The funding is one of the announcements made in the Budget last night that also included a range of tax changes relating to the GST. It is expected that the funding boost, aimed at improving GST compliance, will bring in $2.7 billion in revenue. This will be achieved by identifying fraudulent GST refunds, systematic under-reporting of GST liabilities, non-lodgement of GST returns and non-payment of GST debts.

BDO tax partner David Wilson said the GST changes represent the most significant alterations to the GST regime since its introduction in 2000 by the Howard Government. He added that he is generally supportive of the changes.

“It’s clear the ATO believes many businesses are deliberately or inadvertently avoiding their GST responsibilities,” he said. “While it is believed it is not a big problem at the top end of town, small to medium-size businesses will become the focus of a program designed to crack down on GST fraud. This will certainly worry a few of the less compliant businesses out there.”

He added that the Government also aims to collect an additional $1.74 billion over four years in non-GST taxation.

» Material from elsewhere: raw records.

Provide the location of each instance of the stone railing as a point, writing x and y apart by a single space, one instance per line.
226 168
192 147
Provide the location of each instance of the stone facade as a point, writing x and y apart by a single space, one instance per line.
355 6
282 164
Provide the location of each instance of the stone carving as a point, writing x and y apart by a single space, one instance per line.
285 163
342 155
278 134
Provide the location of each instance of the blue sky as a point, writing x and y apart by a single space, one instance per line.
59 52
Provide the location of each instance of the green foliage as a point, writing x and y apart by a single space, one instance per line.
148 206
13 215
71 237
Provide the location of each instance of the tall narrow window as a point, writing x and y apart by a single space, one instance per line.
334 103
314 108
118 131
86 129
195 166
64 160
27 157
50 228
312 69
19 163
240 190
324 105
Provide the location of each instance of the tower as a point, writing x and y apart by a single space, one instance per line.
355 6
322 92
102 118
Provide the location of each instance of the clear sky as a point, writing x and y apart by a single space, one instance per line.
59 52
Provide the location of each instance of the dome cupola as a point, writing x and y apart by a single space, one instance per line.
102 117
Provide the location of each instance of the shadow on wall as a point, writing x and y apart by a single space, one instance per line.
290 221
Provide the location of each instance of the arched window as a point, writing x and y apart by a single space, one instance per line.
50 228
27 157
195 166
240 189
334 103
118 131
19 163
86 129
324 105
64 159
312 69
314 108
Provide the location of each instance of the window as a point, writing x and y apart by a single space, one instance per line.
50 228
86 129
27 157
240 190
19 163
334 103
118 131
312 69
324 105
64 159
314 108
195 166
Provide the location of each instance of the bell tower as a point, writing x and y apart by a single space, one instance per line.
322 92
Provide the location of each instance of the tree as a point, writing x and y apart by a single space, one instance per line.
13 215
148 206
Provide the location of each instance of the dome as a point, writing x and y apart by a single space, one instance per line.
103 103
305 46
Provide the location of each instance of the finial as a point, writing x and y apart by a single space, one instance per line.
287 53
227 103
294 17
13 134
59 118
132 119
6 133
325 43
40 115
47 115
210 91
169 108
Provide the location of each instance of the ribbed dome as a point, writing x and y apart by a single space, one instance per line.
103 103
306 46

Wilson said the significant changes include:

  • Revamping the cross-border transactions rules by implementing the recommendations of the Board of Taxation Review, which among other things no longer requires all non-residents to register for Australian GST;
  • Restructuring the margin scheme provisions to clarify and simplify the rules and ensure greater certainty for taxpayers on issues surrounding the use of valuations when selling properties that are part of a business;
  • Increasing the threshold above which businesses need to interact with the financial supply provisions from $50,000 to $150,000 of input tax credits;
  • Protecting the GST base by reducing opportunities for businesses to inappropriately take advantage of the reduced input tax credit concessions by bundling services; and
  • Allowing small businesses accounting for GST on a cash basis to claim input tax credits up front in relation to hire purchase arrangements.